During a Senate Banking Committee hearing this week, a telling exchange took place between Republican Senator John Kennedy and the Trump administration’s senior sanctions officials.
Kennedy demanded to know what they would do if the president ordered them to bring the Russian economy "to its knees.” They wouldn’t give a straight answer, saying instead that the ramifications of such a goal would need to be assessed and that current sanctions were already aggressive. Irritated, Kennedy insisted: “But the economy hasn’t been brought to its knees!”
His frustration is understandable. The US has levied sanctions, or said it will, in response to a series of Russian actions: the annexation of Crimea, the fomenting of a pro-Russian rebellion in eastern Ukraine, the attempted poisoning of an ex-spy in the UK and a string of cyberattacks.
Treasury Undersecretary Sigal Mandelker said in her testimony that she believes Russia’s “adventurism” has indeed been checked by the economic pain the sanctions have inflicted.
Obviously, the US measures are a nuisance on several levels. They have triggered a drop in foreign direct investment from which Russia, despite its recent economic growth, hasn’t recovered. Some big energy projects have been set back by at least a few years. Then there’s the damage to wealthy Russians and their companies. It’s unclear how many of their assets have been frozen, but a US Treasury Department report to Congress this month put the number in the “hundreds of millions of dollars” in the US alone.
Anyone would like such problems gone. But Russia’s unapologetic stance, and the absence of any steps by President Vladimir Putin that could be interpreted as a peace offering, show that the Kremlin isn’t prepared to give any ground to get the US to step back. That creates the temptation in Washington to make such pressure overwhelming. Even if the Trump administration doesn’t want to go there, many legislators do.
In the most extreme case, Washington could impose the same kind of embargo as it did on Iran. That would make it impossible for any company with ties to the US to have any dealings with Russia.

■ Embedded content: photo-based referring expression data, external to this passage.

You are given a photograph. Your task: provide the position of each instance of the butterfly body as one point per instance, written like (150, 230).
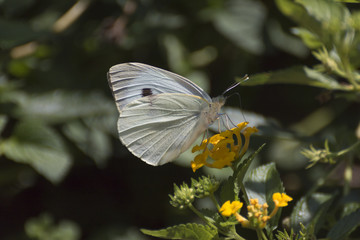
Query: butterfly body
(161, 113)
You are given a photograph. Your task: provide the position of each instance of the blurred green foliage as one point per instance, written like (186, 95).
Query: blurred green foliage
(59, 151)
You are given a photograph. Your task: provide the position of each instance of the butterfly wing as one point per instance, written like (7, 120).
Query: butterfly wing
(158, 128)
(131, 81)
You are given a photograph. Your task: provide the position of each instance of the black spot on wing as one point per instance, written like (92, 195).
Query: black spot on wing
(146, 92)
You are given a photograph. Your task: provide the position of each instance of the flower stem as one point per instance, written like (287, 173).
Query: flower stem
(200, 215)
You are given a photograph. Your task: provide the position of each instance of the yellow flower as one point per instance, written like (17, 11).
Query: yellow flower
(228, 209)
(257, 217)
(223, 148)
(199, 160)
(281, 200)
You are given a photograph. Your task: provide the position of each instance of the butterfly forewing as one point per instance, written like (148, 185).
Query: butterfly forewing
(131, 81)
(159, 128)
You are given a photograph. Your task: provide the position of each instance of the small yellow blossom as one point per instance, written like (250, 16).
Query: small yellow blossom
(281, 199)
(257, 216)
(228, 209)
(223, 148)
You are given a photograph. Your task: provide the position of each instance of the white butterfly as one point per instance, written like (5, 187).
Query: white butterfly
(161, 113)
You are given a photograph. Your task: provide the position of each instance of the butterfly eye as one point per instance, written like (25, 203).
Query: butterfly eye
(146, 92)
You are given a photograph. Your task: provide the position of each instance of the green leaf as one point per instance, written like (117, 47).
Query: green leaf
(39, 146)
(310, 211)
(230, 188)
(331, 14)
(311, 40)
(60, 106)
(299, 14)
(244, 165)
(91, 141)
(261, 184)
(44, 228)
(344, 226)
(13, 33)
(241, 21)
(189, 231)
(349, 208)
(295, 75)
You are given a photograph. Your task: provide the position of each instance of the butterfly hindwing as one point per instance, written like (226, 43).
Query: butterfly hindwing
(159, 128)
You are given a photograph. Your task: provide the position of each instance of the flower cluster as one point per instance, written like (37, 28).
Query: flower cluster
(223, 148)
(257, 213)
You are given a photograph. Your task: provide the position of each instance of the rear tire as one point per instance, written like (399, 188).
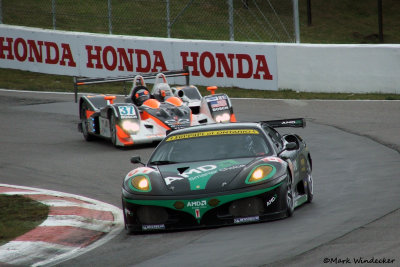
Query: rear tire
(309, 187)
(84, 121)
(113, 129)
(289, 198)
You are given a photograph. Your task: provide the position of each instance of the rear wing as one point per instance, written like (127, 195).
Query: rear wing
(296, 123)
(79, 81)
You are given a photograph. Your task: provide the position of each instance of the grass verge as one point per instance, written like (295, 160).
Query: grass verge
(19, 215)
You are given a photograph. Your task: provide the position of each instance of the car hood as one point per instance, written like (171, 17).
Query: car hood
(202, 177)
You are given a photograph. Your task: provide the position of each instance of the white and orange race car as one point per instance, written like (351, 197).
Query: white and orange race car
(145, 116)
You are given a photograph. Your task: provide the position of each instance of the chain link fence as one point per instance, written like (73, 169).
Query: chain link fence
(240, 20)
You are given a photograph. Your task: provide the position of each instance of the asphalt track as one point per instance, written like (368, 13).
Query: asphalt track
(355, 148)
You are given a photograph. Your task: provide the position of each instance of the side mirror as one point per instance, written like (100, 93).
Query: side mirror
(288, 147)
(136, 159)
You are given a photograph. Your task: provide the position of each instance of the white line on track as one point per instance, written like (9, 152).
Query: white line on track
(37, 253)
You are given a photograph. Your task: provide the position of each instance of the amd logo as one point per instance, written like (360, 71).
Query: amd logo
(199, 203)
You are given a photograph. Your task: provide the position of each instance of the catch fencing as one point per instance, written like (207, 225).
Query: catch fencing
(239, 20)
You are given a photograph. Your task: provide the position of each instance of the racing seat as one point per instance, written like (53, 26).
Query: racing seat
(161, 90)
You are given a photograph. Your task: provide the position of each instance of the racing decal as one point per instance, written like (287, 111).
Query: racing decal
(246, 219)
(272, 159)
(127, 112)
(218, 103)
(141, 170)
(212, 133)
(234, 167)
(198, 177)
(197, 203)
(199, 170)
(149, 227)
(178, 123)
(197, 212)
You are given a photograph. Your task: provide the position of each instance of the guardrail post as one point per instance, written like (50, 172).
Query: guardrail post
(53, 13)
(1, 12)
(109, 17)
(168, 20)
(230, 22)
(296, 20)
(75, 90)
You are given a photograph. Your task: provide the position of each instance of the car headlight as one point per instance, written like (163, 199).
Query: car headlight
(260, 173)
(130, 126)
(140, 183)
(223, 117)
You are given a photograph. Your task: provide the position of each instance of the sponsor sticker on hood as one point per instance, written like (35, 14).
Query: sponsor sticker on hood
(199, 174)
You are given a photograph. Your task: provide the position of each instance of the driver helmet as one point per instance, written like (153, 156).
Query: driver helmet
(163, 91)
(141, 96)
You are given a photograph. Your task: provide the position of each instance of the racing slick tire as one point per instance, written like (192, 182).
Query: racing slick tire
(309, 184)
(113, 129)
(289, 198)
(84, 121)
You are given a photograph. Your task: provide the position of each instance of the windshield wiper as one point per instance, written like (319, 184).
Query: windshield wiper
(162, 162)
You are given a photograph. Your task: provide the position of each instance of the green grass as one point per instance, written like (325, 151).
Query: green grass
(19, 215)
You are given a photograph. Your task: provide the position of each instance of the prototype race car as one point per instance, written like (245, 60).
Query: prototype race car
(146, 116)
(219, 174)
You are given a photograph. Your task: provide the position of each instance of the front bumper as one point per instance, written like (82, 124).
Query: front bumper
(218, 210)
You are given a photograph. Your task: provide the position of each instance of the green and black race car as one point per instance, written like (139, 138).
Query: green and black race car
(219, 174)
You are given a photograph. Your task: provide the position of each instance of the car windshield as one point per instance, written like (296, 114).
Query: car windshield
(211, 145)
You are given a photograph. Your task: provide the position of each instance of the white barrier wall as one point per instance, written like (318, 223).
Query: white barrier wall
(339, 68)
(264, 66)
(245, 65)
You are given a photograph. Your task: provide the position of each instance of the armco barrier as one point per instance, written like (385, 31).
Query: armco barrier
(264, 66)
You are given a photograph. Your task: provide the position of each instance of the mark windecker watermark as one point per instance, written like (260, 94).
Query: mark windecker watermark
(359, 260)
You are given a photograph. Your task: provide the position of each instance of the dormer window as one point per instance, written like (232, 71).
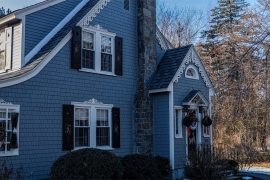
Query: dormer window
(96, 50)
(5, 49)
(191, 72)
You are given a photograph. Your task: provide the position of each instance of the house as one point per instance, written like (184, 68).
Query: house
(96, 73)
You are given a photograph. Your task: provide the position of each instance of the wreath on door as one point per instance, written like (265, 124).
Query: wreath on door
(207, 121)
(190, 120)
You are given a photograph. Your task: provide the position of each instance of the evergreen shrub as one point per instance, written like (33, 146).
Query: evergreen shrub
(88, 163)
(163, 165)
(138, 166)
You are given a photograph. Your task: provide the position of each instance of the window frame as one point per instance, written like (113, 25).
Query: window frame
(2, 32)
(98, 33)
(15, 108)
(179, 111)
(194, 70)
(205, 127)
(94, 47)
(92, 109)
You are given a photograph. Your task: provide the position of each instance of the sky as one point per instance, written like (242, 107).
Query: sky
(18, 4)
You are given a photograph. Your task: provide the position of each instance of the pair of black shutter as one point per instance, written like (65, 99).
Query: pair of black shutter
(76, 59)
(68, 127)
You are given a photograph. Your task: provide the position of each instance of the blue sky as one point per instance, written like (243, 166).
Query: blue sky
(17, 4)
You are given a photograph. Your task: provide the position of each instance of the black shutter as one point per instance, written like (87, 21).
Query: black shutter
(118, 56)
(76, 48)
(68, 126)
(116, 127)
(14, 121)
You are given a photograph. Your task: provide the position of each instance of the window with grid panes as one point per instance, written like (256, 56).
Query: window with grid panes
(92, 126)
(106, 53)
(88, 50)
(9, 129)
(178, 122)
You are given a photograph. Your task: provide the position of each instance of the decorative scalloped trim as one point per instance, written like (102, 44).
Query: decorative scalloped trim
(193, 57)
(2, 102)
(92, 101)
(93, 13)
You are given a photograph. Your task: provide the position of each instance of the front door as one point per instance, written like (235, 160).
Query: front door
(192, 132)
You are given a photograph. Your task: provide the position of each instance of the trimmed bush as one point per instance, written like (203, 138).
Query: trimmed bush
(163, 165)
(233, 165)
(138, 166)
(87, 163)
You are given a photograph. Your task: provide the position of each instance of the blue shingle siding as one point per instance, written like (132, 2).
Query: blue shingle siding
(161, 124)
(41, 97)
(40, 23)
(181, 89)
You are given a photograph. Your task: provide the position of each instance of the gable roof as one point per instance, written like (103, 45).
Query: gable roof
(173, 64)
(19, 13)
(163, 42)
(168, 66)
(52, 43)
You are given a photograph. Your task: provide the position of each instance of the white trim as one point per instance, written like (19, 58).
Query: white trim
(46, 39)
(211, 93)
(171, 123)
(180, 126)
(194, 69)
(37, 7)
(193, 105)
(39, 67)
(159, 90)
(7, 105)
(193, 57)
(93, 13)
(7, 18)
(93, 105)
(30, 9)
(199, 127)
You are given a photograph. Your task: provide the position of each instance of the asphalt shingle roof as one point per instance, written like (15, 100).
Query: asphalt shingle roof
(47, 48)
(168, 67)
(190, 95)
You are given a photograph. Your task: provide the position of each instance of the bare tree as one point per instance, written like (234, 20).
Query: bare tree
(180, 25)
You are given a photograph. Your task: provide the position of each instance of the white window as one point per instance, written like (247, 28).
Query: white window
(178, 121)
(98, 50)
(206, 131)
(9, 129)
(92, 125)
(88, 50)
(191, 72)
(5, 49)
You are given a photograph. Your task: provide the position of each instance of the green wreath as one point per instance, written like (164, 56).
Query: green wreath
(187, 121)
(206, 121)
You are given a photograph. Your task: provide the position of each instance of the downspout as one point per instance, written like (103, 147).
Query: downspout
(171, 134)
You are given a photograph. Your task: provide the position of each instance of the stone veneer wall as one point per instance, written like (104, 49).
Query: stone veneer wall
(147, 56)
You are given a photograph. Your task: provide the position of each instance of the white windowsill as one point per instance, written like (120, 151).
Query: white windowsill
(178, 137)
(206, 135)
(99, 147)
(97, 72)
(192, 77)
(2, 154)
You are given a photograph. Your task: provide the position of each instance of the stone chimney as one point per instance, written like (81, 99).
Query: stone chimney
(147, 56)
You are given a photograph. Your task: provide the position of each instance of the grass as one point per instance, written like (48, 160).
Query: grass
(263, 164)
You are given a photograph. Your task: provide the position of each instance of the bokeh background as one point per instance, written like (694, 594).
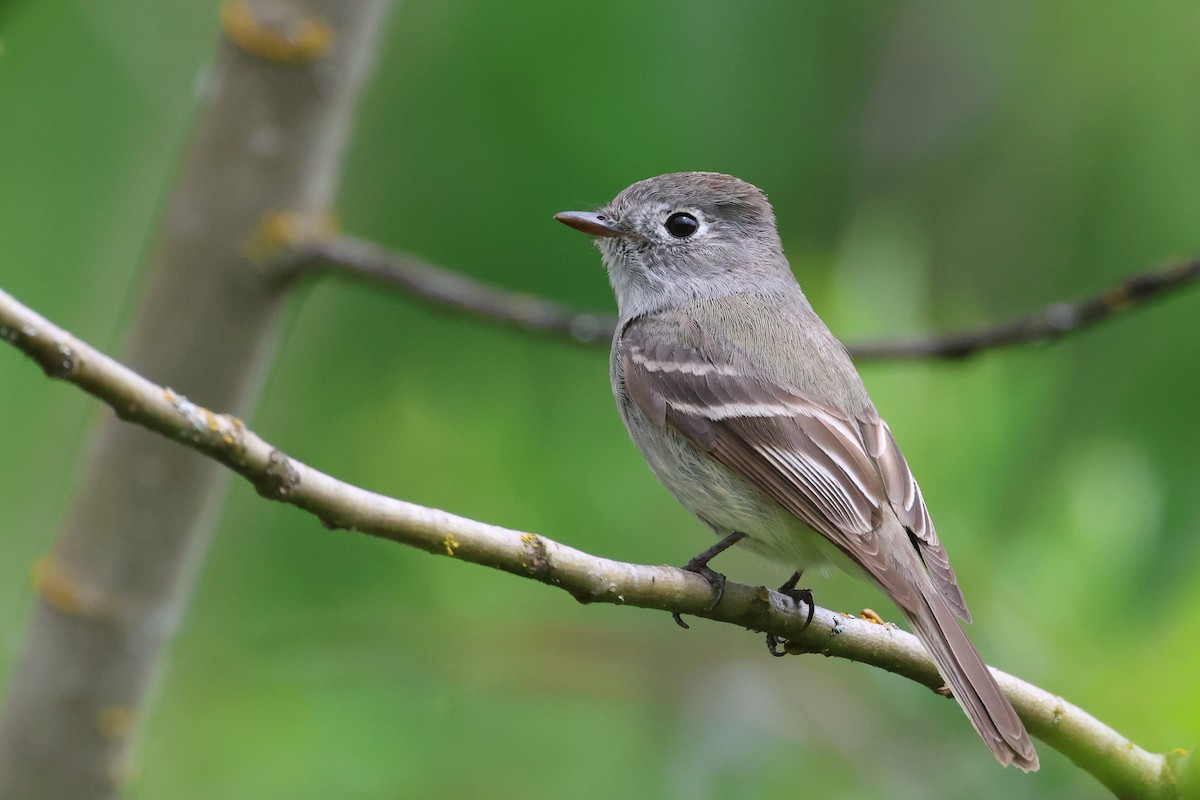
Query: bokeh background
(934, 166)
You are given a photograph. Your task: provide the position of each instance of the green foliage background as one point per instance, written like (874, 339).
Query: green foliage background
(934, 164)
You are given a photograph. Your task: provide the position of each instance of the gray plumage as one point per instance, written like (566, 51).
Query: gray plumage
(753, 415)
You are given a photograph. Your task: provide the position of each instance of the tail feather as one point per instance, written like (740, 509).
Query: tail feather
(971, 681)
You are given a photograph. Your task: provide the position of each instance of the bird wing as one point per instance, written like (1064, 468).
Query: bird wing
(835, 473)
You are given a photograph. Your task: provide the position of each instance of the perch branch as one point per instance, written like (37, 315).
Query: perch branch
(406, 274)
(1126, 769)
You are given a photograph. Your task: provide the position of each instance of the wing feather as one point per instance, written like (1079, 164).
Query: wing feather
(837, 474)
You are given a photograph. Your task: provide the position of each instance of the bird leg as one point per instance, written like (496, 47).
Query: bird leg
(700, 566)
(798, 596)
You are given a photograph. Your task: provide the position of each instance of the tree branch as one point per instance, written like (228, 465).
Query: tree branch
(1126, 769)
(271, 136)
(408, 275)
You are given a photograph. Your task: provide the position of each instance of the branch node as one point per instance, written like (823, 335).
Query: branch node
(279, 34)
(538, 566)
(281, 239)
(61, 591)
(279, 479)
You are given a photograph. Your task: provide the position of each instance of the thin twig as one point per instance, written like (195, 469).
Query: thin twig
(1126, 769)
(358, 259)
(1051, 323)
(355, 258)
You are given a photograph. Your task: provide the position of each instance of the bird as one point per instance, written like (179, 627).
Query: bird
(754, 416)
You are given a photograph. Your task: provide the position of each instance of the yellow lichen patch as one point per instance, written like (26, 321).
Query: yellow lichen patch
(288, 38)
(285, 230)
(115, 721)
(871, 617)
(55, 588)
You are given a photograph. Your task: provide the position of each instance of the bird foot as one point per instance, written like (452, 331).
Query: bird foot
(777, 644)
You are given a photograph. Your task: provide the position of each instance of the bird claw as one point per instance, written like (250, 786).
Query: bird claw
(797, 596)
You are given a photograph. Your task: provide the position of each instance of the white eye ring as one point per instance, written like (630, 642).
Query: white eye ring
(682, 224)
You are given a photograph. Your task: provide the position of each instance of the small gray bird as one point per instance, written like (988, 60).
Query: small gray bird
(753, 415)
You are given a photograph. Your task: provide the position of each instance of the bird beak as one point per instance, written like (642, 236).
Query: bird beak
(595, 224)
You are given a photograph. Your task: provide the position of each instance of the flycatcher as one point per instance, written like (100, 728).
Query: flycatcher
(753, 415)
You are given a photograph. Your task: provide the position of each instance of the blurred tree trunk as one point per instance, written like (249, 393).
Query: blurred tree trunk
(279, 107)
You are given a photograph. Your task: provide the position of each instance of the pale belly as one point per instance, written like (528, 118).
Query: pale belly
(727, 503)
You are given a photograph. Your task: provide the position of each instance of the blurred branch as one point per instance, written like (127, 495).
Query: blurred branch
(408, 275)
(1126, 769)
(271, 133)
(1047, 325)
(411, 276)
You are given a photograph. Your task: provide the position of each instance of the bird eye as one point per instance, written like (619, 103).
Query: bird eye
(681, 224)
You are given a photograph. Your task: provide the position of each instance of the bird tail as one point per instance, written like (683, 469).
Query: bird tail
(971, 681)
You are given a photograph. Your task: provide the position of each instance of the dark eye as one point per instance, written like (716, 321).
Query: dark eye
(681, 224)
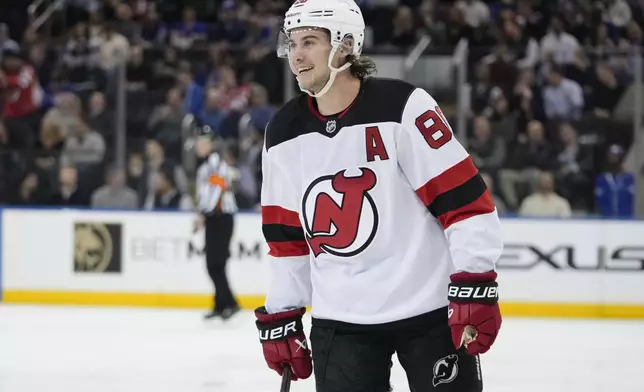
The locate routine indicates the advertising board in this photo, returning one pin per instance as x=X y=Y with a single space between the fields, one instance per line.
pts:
x=569 y=268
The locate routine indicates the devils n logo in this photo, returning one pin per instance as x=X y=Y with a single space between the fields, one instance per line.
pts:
x=339 y=214
x=445 y=370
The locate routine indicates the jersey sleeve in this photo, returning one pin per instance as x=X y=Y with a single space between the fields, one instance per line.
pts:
x=447 y=182
x=290 y=285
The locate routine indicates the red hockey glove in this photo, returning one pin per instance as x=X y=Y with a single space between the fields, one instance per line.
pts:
x=474 y=314
x=283 y=340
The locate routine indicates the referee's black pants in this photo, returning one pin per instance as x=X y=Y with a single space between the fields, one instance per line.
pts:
x=219 y=230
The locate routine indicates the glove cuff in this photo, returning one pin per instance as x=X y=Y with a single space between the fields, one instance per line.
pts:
x=264 y=317
x=468 y=287
x=279 y=326
x=473 y=277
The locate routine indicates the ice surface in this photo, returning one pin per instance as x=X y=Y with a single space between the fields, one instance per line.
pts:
x=74 y=349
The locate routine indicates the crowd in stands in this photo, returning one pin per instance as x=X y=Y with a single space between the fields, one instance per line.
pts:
x=547 y=78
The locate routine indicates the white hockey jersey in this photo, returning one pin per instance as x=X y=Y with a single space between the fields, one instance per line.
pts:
x=368 y=212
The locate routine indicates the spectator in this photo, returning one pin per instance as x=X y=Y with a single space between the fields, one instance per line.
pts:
x=138 y=71
x=619 y=13
x=68 y=192
x=32 y=191
x=487 y=149
x=236 y=95
x=115 y=49
x=83 y=146
x=563 y=98
x=47 y=156
x=545 y=202
x=192 y=92
x=165 y=121
x=404 y=34
x=187 y=32
x=152 y=30
x=125 y=24
x=615 y=188
x=475 y=12
x=230 y=28
x=213 y=114
x=79 y=57
x=605 y=91
x=167 y=196
x=22 y=97
x=165 y=70
x=259 y=109
x=558 y=46
x=100 y=117
x=155 y=158
x=498 y=202
x=115 y=194
x=525 y=164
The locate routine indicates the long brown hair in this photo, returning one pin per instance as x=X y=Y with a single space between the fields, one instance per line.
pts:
x=361 y=67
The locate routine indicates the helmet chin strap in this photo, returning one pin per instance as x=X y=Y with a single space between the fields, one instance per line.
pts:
x=332 y=75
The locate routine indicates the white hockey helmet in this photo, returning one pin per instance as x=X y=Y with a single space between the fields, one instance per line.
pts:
x=342 y=18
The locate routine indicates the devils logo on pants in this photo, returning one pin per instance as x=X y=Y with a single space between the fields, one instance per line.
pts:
x=339 y=214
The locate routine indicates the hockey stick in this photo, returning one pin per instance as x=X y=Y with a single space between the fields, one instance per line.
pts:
x=286 y=379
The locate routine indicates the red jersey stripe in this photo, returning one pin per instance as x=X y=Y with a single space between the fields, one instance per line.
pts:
x=447 y=180
x=278 y=215
x=483 y=205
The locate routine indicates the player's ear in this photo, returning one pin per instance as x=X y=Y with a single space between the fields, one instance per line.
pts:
x=346 y=47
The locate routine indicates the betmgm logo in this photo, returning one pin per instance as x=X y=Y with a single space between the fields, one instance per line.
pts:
x=97 y=247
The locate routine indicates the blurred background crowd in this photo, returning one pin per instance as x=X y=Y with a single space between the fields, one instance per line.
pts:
x=98 y=97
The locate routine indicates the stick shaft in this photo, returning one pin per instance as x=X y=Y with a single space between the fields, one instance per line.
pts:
x=286 y=379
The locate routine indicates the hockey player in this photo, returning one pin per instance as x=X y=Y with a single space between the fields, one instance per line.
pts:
x=374 y=215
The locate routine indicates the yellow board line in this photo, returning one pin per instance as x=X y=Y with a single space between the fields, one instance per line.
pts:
x=201 y=301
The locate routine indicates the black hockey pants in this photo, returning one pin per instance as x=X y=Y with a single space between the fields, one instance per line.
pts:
x=219 y=230
x=353 y=358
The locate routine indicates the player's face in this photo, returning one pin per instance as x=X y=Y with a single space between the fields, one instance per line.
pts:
x=309 y=51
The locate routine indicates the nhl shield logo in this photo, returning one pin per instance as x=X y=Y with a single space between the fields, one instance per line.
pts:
x=445 y=370
x=330 y=126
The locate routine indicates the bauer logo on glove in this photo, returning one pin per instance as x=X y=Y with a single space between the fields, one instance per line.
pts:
x=474 y=315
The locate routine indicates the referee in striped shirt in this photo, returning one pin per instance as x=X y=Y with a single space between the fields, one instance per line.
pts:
x=216 y=206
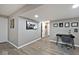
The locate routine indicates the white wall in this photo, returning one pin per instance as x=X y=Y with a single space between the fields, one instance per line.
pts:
x=13 y=32
x=64 y=30
x=26 y=36
x=3 y=29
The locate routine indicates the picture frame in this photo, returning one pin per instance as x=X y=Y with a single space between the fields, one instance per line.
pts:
x=31 y=25
x=12 y=23
x=74 y=24
x=67 y=24
x=60 y=24
x=76 y=30
x=55 y=25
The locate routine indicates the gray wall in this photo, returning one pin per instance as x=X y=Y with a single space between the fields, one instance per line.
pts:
x=64 y=30
x=3 y=29
x=26 y=36
x=13 y=32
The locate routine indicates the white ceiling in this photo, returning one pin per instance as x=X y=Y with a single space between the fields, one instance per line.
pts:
x=8 y=9
x=15 y=9
x=45 y=12
x=53 y=12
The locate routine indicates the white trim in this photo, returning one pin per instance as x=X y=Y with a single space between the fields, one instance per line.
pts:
x=62 y=42
x=24 y=44
x=29 y=43
x=13 y=44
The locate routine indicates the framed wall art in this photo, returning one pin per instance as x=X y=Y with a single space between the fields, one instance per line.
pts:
x=67 y=24
x=60 y=24
x=31 y=25
x=55 y=25
x=74 y=24
x=12 y=23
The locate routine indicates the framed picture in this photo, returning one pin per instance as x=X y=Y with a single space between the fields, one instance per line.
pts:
x=74 y=24
x=76 y=30
x=55 y=25
x=67 y=24
x=12 y=23
x=31 y=25
x=60 y=24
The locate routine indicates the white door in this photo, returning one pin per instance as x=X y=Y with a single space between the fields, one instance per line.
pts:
x=3 y=29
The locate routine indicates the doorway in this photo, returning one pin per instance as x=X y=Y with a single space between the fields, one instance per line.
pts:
x=45 y=28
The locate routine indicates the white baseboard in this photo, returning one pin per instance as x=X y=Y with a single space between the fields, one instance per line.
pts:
x=13 y=44
x=62 y=42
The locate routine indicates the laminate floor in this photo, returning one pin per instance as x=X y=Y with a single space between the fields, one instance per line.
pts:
x=40 y=47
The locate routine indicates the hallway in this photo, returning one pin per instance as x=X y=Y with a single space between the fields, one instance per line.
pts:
x=41 y=47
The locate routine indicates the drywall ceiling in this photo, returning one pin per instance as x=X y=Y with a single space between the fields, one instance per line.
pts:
x=45 y=12
x=52 y=12
x=16 y=9
x=8 y=9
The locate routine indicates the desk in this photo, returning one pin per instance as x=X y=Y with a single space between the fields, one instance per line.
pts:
x=67 y=38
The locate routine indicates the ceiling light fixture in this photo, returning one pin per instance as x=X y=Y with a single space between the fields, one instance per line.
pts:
x=75 y=6
x=36 y=16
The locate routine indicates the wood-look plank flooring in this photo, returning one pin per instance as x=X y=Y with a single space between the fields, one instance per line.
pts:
x=41 y=47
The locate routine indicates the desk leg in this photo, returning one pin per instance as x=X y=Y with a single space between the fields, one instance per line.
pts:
x=57 y=40
x=73 y=44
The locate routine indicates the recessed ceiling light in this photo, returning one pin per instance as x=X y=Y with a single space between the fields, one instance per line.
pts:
x=36 y=16
x=75 y=6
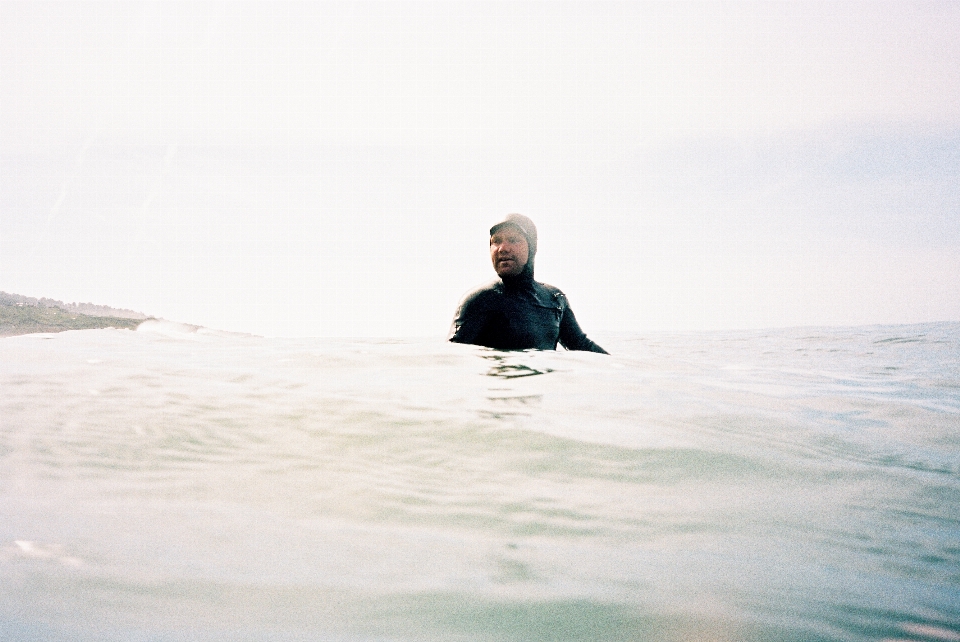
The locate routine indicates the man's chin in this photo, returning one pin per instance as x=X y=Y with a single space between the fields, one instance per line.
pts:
x=507 y=271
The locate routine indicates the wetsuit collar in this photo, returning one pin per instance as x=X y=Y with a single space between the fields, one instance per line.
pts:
x=520 y=281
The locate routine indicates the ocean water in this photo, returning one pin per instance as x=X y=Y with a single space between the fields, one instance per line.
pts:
x=175 y=484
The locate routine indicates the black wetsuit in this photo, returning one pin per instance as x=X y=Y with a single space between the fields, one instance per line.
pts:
x=518 y=313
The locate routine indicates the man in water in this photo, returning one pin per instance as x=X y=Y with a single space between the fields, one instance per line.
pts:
x=515 y=312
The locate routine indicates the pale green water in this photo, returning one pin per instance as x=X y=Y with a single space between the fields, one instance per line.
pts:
x=783 y=485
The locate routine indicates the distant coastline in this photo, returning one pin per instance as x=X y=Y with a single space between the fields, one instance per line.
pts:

It could cut off all Russia’s banks from the dollar-based financial system and punish buyers of the country’s oil and gas.
Not even the most hawkish are willing to consider the oil and gas part of this option. Russia is the biggest natural gas exporter in the world and produces about three times as much crude oil as Iran. Removing it from the market would unleash a global energy crisis.
The Senate bill goes about as far as is possible without setting off such cataclysms.
Further restrictions against Russia’s energy and tech industries would likely mean reprisals for US companies operating in the country. The biggest 50, among them Philip Morris International Inc., PepsiCo Inc. and Procter & Gamble Co., have sales of about $16 billion there, according to Forbes Russia. The Kremlin has been as hesitant to declare war on these businesses as the last two US administrations have been to use maximum economic force against the Russian energy and finance sectors.
As the US begins to consider an all-out economic war, the two strategic questions it needs to answer are: what it is willing to pay to extract any concessions from the Putin government at all, and how long it is prepared to wait.
Macroeconomically, Russia, with unemployment at a record low, modest inflation and $400 billion of international reserves, is unlikely to collapse.
If less than maximum pain is applied, Russia could manage for years with relatively low growth. That is the basis for Putin’s calculations. It bodes badly for the current direction of US policy. If Washington inflicts as much pain as it can — and nothing changes — it will be a painful failure for the superpower.